The justices showed rare bursts of anger in discussing a local prosecutor's failure to turn over key evidence to lawyers defending Gary Bradford Cone.
The withheld information appears to bolster claims that Cone was in a drug-induced psychotic state when he beat to death an elderly couple during a robbery in Memphis.
"You're saying that the lawyer, the trained lawyer for the government, who knew this information and knew the defense, just what? Just overlooked it by accident? Just what?" Justice Stephen Breyer demanded of Jennifer Smith, representing Tennessee.
A few minutes later, Justice David Souter addressed Smith after she said prosecutors were not required to hand over the evidence in question. "I believe you have just made a statement to me that is utterly irrational," Souter said.
Cone does not deny killing Shipley Todd, 93, and his wife, Cleopatra, 79. But Cone put on an insanity defense at trial, arguing that he was a drug addict who suffered from post-traumatic stress syndrome following military service in Vietnam.
The prosecutor referred to Cone's defense as "baloney" and the jury sentenced Cone to death.
The evidence that was not provided to his lawyers included police and FBI communications identifying Cone as a drug user and as an addict, and witness statements describing his behavior as "weird" and "wild-eyed."
The Supreme Court has twice before reinstated Cone's death sentence, but on different grounds.

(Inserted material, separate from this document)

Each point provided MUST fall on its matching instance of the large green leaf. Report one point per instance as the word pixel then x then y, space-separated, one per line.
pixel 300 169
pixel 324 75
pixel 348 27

His lawyer, Thomas Goldstein, argued Tuesday that Cone has never had a hearing that considered the concealed evidence and whether it justifies converting his sentence from death to life in prison.
In a second criminal case Tuesday, the court debated whether a police officer may frisk a passenger in a car that has been stopped for a traffic violation when there is nothing to indicate the passenger has committed a crime or is about to do so.
The justices appeared willing to accept Arizona's argument that traffic stops are inherently dangerous for police and that such pat-downs are permissible when an officer has a reasonable suspicion that the passenger may be armed and dangerous.
But the court seemed more skeptical of the Bush administration's argument in the case that the police may frisk anyone they encounter, whether in a car or on the street, without some indication of criminal behavior.
The cases are Cone v. Bell, 07-1114, and Arizona v. Johnson, 07-1122.